Saturday, October 1, 2011

The English Language and What the Gurus Won't Tell You

You're probably one of those who has read a few spiritual books or listened to audio CDs or watched spiritual DVDs. Maybe you've participated in workshops, seminars, or church groups that often throw around quotes from the "Masters" and teachers from out of our distant past. You've studied the Bible, the Qur'an, the Gita, the Tao Te Ching, the Upanishads. Perhaps you've allowed the teachings of the Buddha to become part of your personal path.

Well, here's a wake-up call for you and you can quote me on this:

English spelling was not standardized until Samuel Johnson created and published the first comprehensive dictionary in London in 1755. Up until then, spelling and meaning were all over the place. Each village, town, and city had its own way of speaking, writing (for those who were literate, which were few), and interpreting previous documents and manuscripts. Much of it was done by church scholars, who, not surprisingly, had their own biases and agendas. They would often change things around to suit the beliefs of the day.

Here's the point. Much of what you have read and have been quoting from all those old teachers and spiritual gurus doesn't come close to anything they may have actually said, or worse, anything they actually meant. And studying it in English helps to lose even more of its original integrity. You are thinking and studying with a contemporary mindset and seeking to fit very old texts and beliefs into that context. It's very difficult, if not impossible in some cases, to do at all, let alone to do it well.

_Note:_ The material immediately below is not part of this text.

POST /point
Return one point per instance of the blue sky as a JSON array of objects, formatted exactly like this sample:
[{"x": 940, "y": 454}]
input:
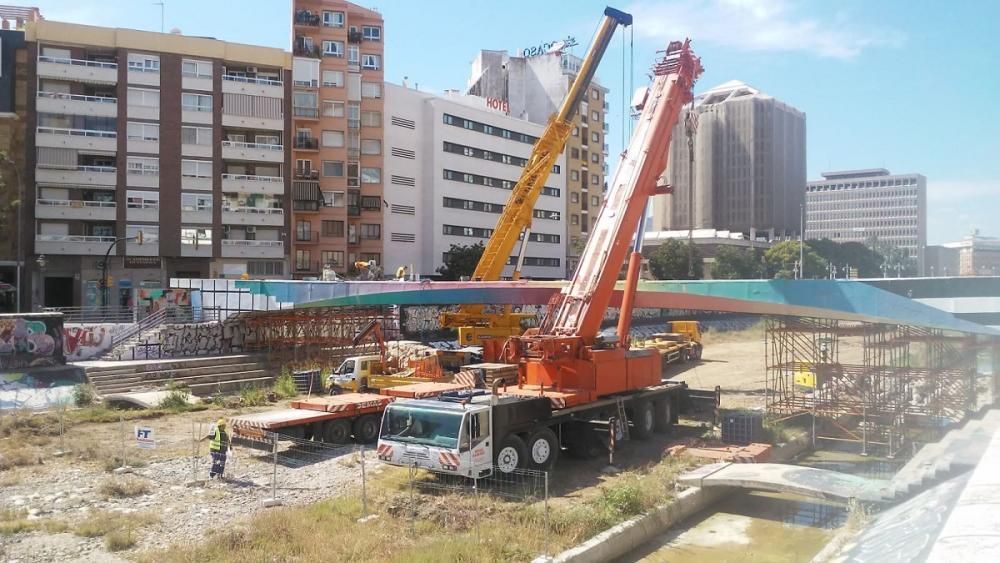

We can learn a great deal from the words of antiquity--when we get them right. Too often, however, we just take it for granted that the writings that have come down to us through the ages convey exactly what the authors or the scribes or the interpreters had in mind. Problem is, we really don't know. How could we? We're talking about minds that believed in snake gods and lightning gods and evil temptress spirits. At least that's what I THINK we're talking about...

We've made it all up, those interpretations and meanings of ours. And sometimes we've done a pretty good job. Still, it makes sense to realize that, since all of the past is open for judgment, we can pick and choose what we will or won't accept. Nothing, paradoxically, is written in stone.

My advice, if I may be so bold, is to heed these paraphrased words of the Buddha (if he actually wrote them): Do not believe anything you hear or read just because some great sage has mouthed it. Do not believe anything just because someone else tells you it's true or because you've read it in some great book or tablet or scroll. (Or CNN, MSNBC, FOX, etc.) Don't even believe it if you hear me say it. Believe only that which resonates within your own heart and spirit. If it makes sense to you, hear it. If not, discard it. Be kind in your dealings with others as they, too, are seeking truth.

You have the world at your feet. Tread and discern wisely. Take old words as well as new ones with a grain of salt. Others are reading them--and living them--quite differently.

Wisdom, then, would suggest that we keep our minds and hearts open. After all, we're in this together.